Self-Parameterization Based Multi-Resolution Mesh Convolution Networks
Shi Hezi, Jiang Luo, Zheng Jianmin, Zeng Jun
TL;DR
This work introduces SPMM-Net, a self-parameterization based multi-resolution mesh convolution framework that extends image-style dense prediction to irregular 3D meshes. It constructs a multi-resolution mesh pyramid via bijective surface-to-surface mappings and employs area-aware pooling, barycentric upsampling, and face-convolution within a HRNet-inspired architecture to maintain high-resolution representations across stages. The approach achieves state-of-the-art performance on mesh segmentation and shape correspondence benchmarks, validating the effectiveness of preserving high-resolution information and cross-resolution fusion for dense mesh predictions. The work enables more accurate mesh analysis in geometric modeling while highlighting practical limitations related to mesh topology, parameterization quality, and certain CNN operations not supported.
Abstract
This paper addresses the challenges of designing mesh convolution neural networks for 3D mesh dense prediction. While deep learning has achieved remarkable success in image dense prediction tasks, directly applying or extending these methods to irregular graph data, such as 3D surface meshes, is nontrivial due to the non-uniform element distribution and irregular connectivity in surface meshes which make it difficult to adapt downsampling, upsampling, and convolution operations. In addition, commonly used multiresolution networks require repeated high-to-low and then low-to-high processes to boost the performance of recovering rich, high-resolution representations. To address these challenges, this paper proposes a self-parameterization-based multi-resolution convolution network that extends existing image dense prediction architectures to 3D meshes. The novelty of our approach lies in two key aspects. First, we construct a multi-resolution mesh pyramid directly from the high-resolution input data and propose area-aware mesh downsampling/upsampling operations that use sequential bijective inter-surface mappings between different mesh resolutions.
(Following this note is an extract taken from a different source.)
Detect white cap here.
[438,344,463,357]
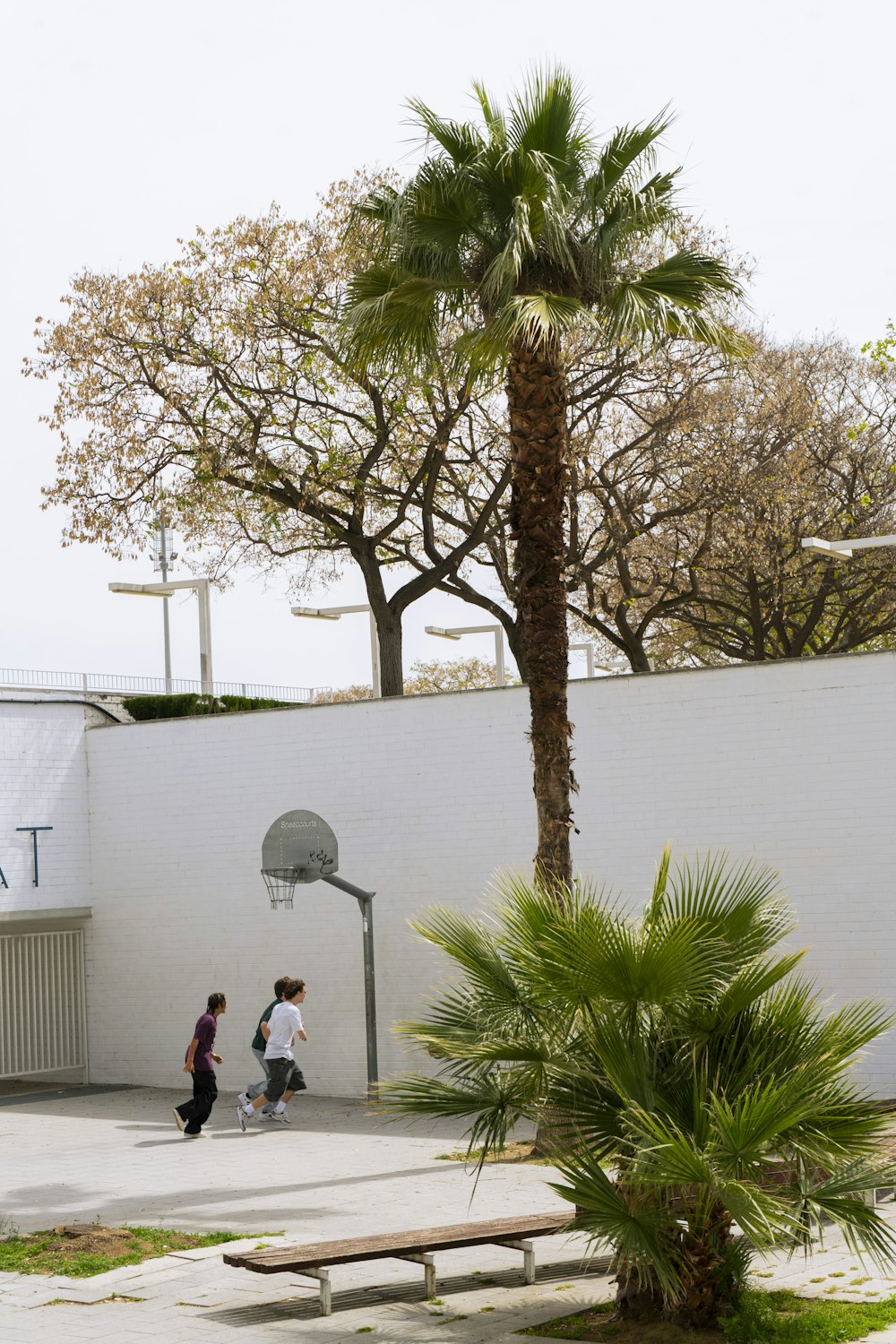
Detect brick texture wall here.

The inter-surface mapping redefines the mesh, rather than reshaping it, which thus avoids introducing unnecessary errors. Second, we maintain the high-resolution representation in the multi-resolution convolution network, enabling multi-scale fusions to exchange information across parallel multi-resolution subnetworks, rather than through connections of high-to-low resolution subnetworks in series. These features differentiate our approach from most existing mesh convolution networks and enable more accurate mesh dense predictions, which is confirmed in experiments.